I also thought it would be a rather big event, as the description online said there would be kissing booths and GLBT vendors. I thought maybe I could buy a button or something while I was down there, and maybe meet someone, too.

So, I ride the train down there, but I'm running on gay time myself, so I'm a little late. As I get off the train, I notice some rainbow flags across the intersection, and I think (Oh, that must be the start of it) Little did I know, it was all of it. There were only about 30 people there, and no venders that I saw - same goes for the kissing booths. They did have a police presence protecting them, and a core group of people took turns with a megaphone. Every so often they would exhort us to find someone to kiss, and I kissed a couple of people that I don't know (first time *that's* ever happened) It was nice to feel part of a movement, and to feel that I was with people like me without having to go to a bar, and I got caught up a little in the rhetoric, so when they had an "open mic session" I stepped up and said a few words.

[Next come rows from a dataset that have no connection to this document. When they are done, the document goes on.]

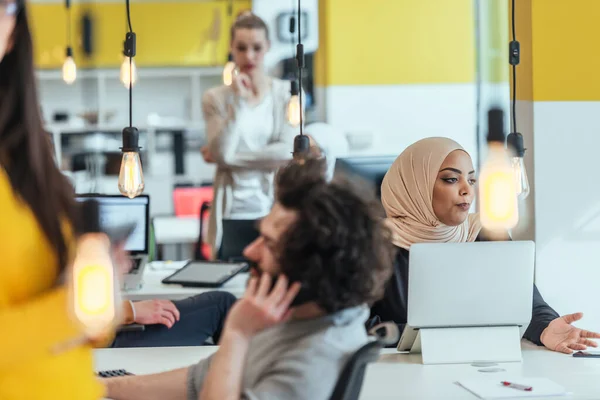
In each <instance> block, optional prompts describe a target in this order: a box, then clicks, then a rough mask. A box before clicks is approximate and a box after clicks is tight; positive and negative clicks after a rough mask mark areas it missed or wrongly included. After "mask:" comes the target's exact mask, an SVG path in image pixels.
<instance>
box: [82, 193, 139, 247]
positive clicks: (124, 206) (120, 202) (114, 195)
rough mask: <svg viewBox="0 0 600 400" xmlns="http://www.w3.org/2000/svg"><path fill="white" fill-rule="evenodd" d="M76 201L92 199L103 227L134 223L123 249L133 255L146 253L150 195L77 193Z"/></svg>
mask: <svg viewBox="0 0 600 400" xmlns="http://www.w3.org/2000/svg"><path fill="white" fill-rule="evenodd" d="M76 199H77V201H80V202H81V201H84V200H89V199H94V200H96V201H98V203H99V205H100V224H101V226H102V227H103V228H106V227H111V226H115V225H121V224H125V223H135V225H136V227H135V230H134V231H133V233H132V234H131V236H129V239H128V240H127V243H126V244H125V250H127V251H129V253H130V254H131V255H133V256H136V255H148V253H149V251H148V248H149V243H148V241H149V237H150V196H148V195H140V196H137V197H135V198H133V199H130V198H128V197H124V196H122V195H108V194H78V195H77V196H76Z"/></svg>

I think I acquitted myself fairly well on the soapbox, but afterwards I noticed that there was a camera-man there from a local news station.

Suddenly I was freaked out.

What if, in their coverage of this event, they showed me in the background. What if, in their coverage of this event, they showed me *with the microphone* **calling myself a Lesbian in public** What if they showed this coverage, and people from my parents' church or work *saw* it. What if they saw it, and *said something* to my parents! Oh boy. That would be so not cool, since I'm living with my parents, economically dependent on them, and owe several thousand dollars on a student loan that my dad is a cosigner on (which he must remind me of, apparently at least once a day...) This would especially not be cool, since because of ... shall we say ... some bad decisions related to emotional instability, my parents are way into transparency (mine) recently, and would take finding out about my orientation through a coworker *badly* since they would see it as me hiding important things from them - which is what being in the closet is kind of about. And that, ironically, is what is mainly keeping me in the closet with them. I think they could deal with my sexuality better than the fact that I've kept it from them for years. I want to wait until at least I have a job, have paid off my loan, and live on my own before coming out to them, so I will have repaired their trust in me somewhat before landing this bomb on them. All that to say, while I plan someday to come out to them, today is not that day, and if someone told them before that point it would be *very bad*.

So I was moderately freaked out about the local news. I thought about calling them and requesting them not to run any segment where I was talking, because if I was just in the background I could simply say I was there in my "A" role (you know, the "A" from GLBTA) which I've developed to some degree in case of awkward questions. I was afraid of doing this, because knowing my luck, I'd run into some guy on a bad day who'd make sure I was in if I requested them not to show me. Such people exist - they aren't exactly following the SPJ code of ethics, but they exist none-the-less.

I ended up not calling. I figured that since there wasn't a reporter there, just a camera-man, that it was kind of unlikely to even show up on the news, and if it did, it almost certainly would be a clip of less than 30 seconds, and most likely contain the people that were running it, since they were at the mic a lot more than me.

So, reason triumphs over paranoia, and then I made a point to watch the news - where they didn't say one word about the Kiss-in, after all.